WASHINGTON — Changes along U.S. Route 1 through Fredericksburg, Virginia could speed up trips for regular users and those diverted off Interstate 95, while also reducing crashes, the Virginia Department of Transportation finds.
A study focused on intersections, bottlenecks and safety in the area north of Virginia Route 3 — also known as William Street — and south of the Rappahannock River estimates that around $15 million in projects could reduce the amount of time spent in delays by 34 percent.
VDOT, the City of Fredericksburg and the Fredericksburg Area Metropolitan Planning Organization are among those involved in the ongoing process to prioritize the proposed projects, none of which is funded at this point. A public meeting on the proposals was held Monday.
The changes range from turning some stretches of side streets or service roads into grassy areas instead, to restricting turns and redesigning intersections. The most expensive projects in the mix would overhaul the intersection of Route 1 and Fall Hill Avenue and rework the area from Route 3 to Cowan Boulevard.
The Fall Hill Avenue project is the only one that has been submitted for state funding by the City of Fredericksburg.
There are no construction dates or firm funding available yet for any of the proposals.
“They are recommendations that the City of Fredericksburg or the Fredericksburg Area Metropolitan Planning Organization can advance as funds become available to improve safety and traffic flow on this busy commercial area that also serves as an alternate route to I-95,” VDOT’s Kelly Hannon said in an email.
The recommendations focus on alleviating the significant delays during the afternoon and evening rush at Fall Hill Avenue and Cowan Boulevard, as well as the long lines to make left turns at a number of intersections.
The larger project from the Route 3 off-ramp to northbound Route 1 up to Cowan Boulevard is also meant to address the issue of drivers weaving through traffic to get across to make a left turn.
Between Fall Hill Avenue and Princess Anne Street, the crash rate is more than double the statewide average.

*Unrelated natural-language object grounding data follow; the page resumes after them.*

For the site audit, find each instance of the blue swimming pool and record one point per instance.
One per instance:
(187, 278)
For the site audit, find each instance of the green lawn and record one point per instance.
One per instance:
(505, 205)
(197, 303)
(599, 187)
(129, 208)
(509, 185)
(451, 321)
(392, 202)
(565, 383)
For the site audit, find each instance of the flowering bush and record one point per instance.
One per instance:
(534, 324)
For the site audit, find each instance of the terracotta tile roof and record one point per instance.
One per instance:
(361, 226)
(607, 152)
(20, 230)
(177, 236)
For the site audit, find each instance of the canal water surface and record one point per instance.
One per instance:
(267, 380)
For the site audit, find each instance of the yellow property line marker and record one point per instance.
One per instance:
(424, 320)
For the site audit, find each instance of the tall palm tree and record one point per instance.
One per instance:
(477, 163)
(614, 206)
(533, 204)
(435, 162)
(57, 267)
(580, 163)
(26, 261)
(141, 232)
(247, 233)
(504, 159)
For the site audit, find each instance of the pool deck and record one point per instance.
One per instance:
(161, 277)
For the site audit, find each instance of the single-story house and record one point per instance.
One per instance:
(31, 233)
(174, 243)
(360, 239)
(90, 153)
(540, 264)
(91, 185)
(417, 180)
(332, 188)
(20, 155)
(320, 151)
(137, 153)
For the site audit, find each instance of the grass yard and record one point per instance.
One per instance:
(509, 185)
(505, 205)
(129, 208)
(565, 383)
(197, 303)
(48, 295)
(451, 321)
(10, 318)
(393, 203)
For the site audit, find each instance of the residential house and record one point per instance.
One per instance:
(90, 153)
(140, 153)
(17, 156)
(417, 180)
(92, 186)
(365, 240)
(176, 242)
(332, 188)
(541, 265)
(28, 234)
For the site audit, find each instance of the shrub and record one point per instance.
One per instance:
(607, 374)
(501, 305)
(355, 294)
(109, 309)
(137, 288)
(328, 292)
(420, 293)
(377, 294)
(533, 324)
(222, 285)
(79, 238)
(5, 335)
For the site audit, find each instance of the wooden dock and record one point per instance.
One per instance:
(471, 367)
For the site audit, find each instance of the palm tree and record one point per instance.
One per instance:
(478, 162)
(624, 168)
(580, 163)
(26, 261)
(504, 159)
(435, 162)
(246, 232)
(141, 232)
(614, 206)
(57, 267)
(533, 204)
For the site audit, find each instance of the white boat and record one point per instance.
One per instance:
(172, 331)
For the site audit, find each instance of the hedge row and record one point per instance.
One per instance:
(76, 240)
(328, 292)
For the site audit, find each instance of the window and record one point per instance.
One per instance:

At Princess Anne Street and Hanson Avenue, the proposals would extend and raise medians, turn the Freedom Lane cut-through into a park, and add new restrictions on turns among other things. Including new sidewalks meant to add an additional level of safety, the project would be projected to cost $2 million.
The changes would be projected to reduce delay by 75 percent and reduce crashes by 57 percent, VDOT said.
At Fall Hill Avenue, additional and extended dedicated turn lanes, an extended median to make drivers using Wellford Street only turn right in or right out, and other changes have been recommended. An additional option would be to force drivers on Route 1 trying to make left turns to loop around the block.
The project is projected to cost more than $7 million, and could reduce delay by 40 percent and crashes by 31 percent.
At Powhatan Street and Augustine Avenue, a recommendation would effectively close the service road west of Route 1 and fill it in with grass, close off a number of driveways and other turns currently made directly from Route 1, and make some turn lane changes.
That project would cost about $1 million.
At Cowan Boulevard, $1.5 million in additional turn lanes and sidewalks could help reduce delays by 42 percent largely by easing the long wait to make a left turn and reduce crashes by 25 percent.
Between Route 3 and Cowan Boulevard, a $4 million project would add a traffic light at the Route 3 off-ramp so that three lanes could go right onto northbound Route 1. Among other changes, a new third lane would be added on Route 1 back to the ramp so that drivers headed to Cowan Boulevard could go directly into a left turn lane.
VDOT is accepting public comment on the proposals now.